No, I mean key[1]. A key is a set of attributes that uniquely identifies a row. The primary key in a table is typically one such key, but tables may also have other such keys. In particular, if the primary key is a surrogate key, there is often another natural key. "Key" is just the general form of all of those things. A key MUST be non-null & unique in most RDBMSs, or it trivially isn't a key.
But an index is just a datastructure to speed up access. You almost always cover the key with an index, as keys are generally the means with which your going to look up other attributes. But one often has other indexes that cover non-keys, e.g., if one wants to search based on some non-key attribute.
So naming the create index command "CREATE KEY" is kind of dumb. I don't think they'll remove it, as it would be a breaking change. (Probably even changing the SHOW CREATE TABLE output to use CREATE INDEX would be breaking to somebody, and I don't see MySQL as being willing to do it…)
> That was disabled by default in 5.7, 6 years ago. I totally agree that it should have been turned on by default earlier, but isn't a valid criticism of modern MySQL.

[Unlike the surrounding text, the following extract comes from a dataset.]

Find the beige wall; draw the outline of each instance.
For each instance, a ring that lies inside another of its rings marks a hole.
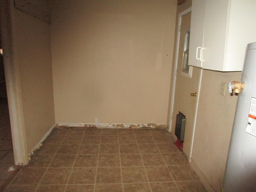
[[[57,123],[166,124],[176,1],[53,6]]]
[[[240,80],[241,74],[203,70],[192,158],[217,191],[224,175],[238,97],[227,88],[221,95],[221,83]]]
[[[24,127],[18,128],[24,130],[29,153],[55,122],[50,25],[15,8],[13,1],[10,5],[12,64]]]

So it has! I've used MySQL within the last 6 years, and definitely have hit this, so… IDK. It was 5.<something> but that's not really saying a lot given how long the 5.x series persisted. We were on a managed service, and I wonder if our service host was holding us back, here.
Also, at least in the Docker container, the default encoding does seem to at least be utf8mb4, which is good, though I kinda wish they'd just get rid of "utf8" and make utf8mb4 utf8, but, this'll probably do the job. So, good to see MySQL has improved, I guess, but for me personally it took much too long.
Related to some of the comments here, we are building PolyScale.ai https://www.polyscale.ai/ which is a global database cache. This solves regional latency and read query performance (concurrency), whilst maintaining the transactionality of the origin database.
When I looked at it a few months ago, it had some limitations (lack of referential integrity, MySQL version compatibility) but I'm not sure if they've been addressed (or, in some cases, if they are possible to address).
Anyway, always nice to see more competition in such a fundamentally important space, so congrats!